Developing firewall and NAT friendly network applications

Developing firewall and NAT friendly network applications

When I worked on ISA Server I've seen network applications that were incompatible with firewalls and NAT and were difficult or impossible to configure the firewall for, even when the firewall administrator wanted the application to pass through.   Below are some design considerations that can help make network applications more “firewall/NAT friendly”.

For a client-server application that has request-reply semantics, the obvious choice would probably be to use HTTP since it is so commonly available.   Be warned that it is not a good idea to use port 80 for traffic which is not HTTP.  While port 80 is usually open in firewalls, content is often inspected for validity or transparently redirected to proxy servers for caching purpose so using port 80 for a protocol which is not HTTP is not a good idea.  

Things get more complicated if both the hosts that need to communicate could both be behind a NAT device or a firewall.  From the firewall administrator point of view (and the end user who needs to request the administrator to open ports), it is better to have outbound connections than an inbound connection, and a fixed port is better than a port range.   It is even better if you do not need to open any new port at all for that matter.  Again, be warned against overloading a well-known port with traffic that does not conform to the standard.   I once encountered a P2P application that tried to use port 21 (assigned to FTP).  ISA Server blocked this application because it knows how to filter FTP and this P2P application was definitely not FTP.

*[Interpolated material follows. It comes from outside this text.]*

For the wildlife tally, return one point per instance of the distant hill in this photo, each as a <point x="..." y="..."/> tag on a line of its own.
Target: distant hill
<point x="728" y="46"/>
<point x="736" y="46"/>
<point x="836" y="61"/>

Now if you absolutely have to receive inbound connections to your client application, here are few rules to consider

1. Have plan B ready.     Firewall and routers from different vendors will behave differently, some will work, some will not.  Even with same vendor some will have stricter policy which will not allow inbound connections at all.  Plan for a fall-back to outbound connection or different protocol.

2. gethostbyname() on the local machine does not return the address for the local machine.   What this API returns is a list of addresses.  If the machine happens to have a single NIC you get the address.  If the machine is multi-homed (as would be the case if the machine is used for sharing Internet connections) then you get a list of addresses.  The first address on the list could be the internal private address that is not accessible from the outside world.  So how do you get this address?  If you already have a connection with the other host, or with a host that is accessible to both, you can use getsockname() on that socket.   If the client is behind an ISA Server and using ISA Firewall Client, using this method will retrieve the “external” IP address of the ISA server.   This is good because you can later also bind() using this address which will cause the firewall client to send a bind request to the ISA server.  If you call bind() with 0.0.0.0 as the IP address, the firewall client software has to guess whether this is a local or remote bind() and may guess wrong.

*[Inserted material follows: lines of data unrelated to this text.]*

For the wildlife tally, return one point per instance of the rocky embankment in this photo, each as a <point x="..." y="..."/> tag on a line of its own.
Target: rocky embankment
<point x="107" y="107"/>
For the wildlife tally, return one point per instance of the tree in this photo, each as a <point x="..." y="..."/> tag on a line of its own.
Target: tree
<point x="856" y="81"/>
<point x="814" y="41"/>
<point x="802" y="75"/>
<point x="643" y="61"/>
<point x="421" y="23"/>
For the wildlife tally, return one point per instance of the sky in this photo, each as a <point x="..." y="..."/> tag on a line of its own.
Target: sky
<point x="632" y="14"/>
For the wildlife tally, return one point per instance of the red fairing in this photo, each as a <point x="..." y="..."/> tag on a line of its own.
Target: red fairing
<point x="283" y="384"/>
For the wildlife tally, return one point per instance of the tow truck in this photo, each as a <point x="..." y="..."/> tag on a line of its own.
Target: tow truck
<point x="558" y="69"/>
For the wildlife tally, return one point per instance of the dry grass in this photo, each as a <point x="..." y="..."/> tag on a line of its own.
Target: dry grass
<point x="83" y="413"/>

3. UPnP - ICF and modern routers support configuration of port mapping via UPnP.  There are APIs that can help.   This works great with home routers, but is not good for WANs or any network with more than one segment because UPnP is based on broadcasts and works only on a LAN.

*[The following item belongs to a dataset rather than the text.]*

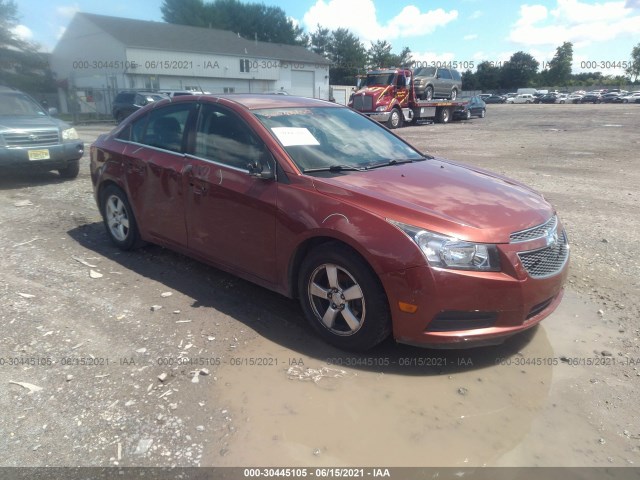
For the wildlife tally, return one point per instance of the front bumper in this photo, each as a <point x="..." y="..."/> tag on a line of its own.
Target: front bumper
<point x="59" y="155"/>
<point x="464" y="309"/>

4. Allocate from a port range.   While for the outbound case, a single port is preferred, for inbound you should take into account that a single port could already be in use by another user on the same machine (think about XP home with multiple user sessions open), or by another application on the machine.   In case of NAT, the port could be in use by another machine.    You may want to allocate from a range of ports instead of letting the system select an available port.  This can help the configuration of firewalls by limiting the outbound ports that need to be opened.

5.  UDP sessions.  Some NAT devices and firewalls generate a UDP “session” when a packet is sent outbound.   By sending a single UDP packet it may be possible to enable a UDP mapping on the NAT device.  Teredo, for example, uses this technique. 

This posting is provided "AS IS" with no warranties, and confers no rights.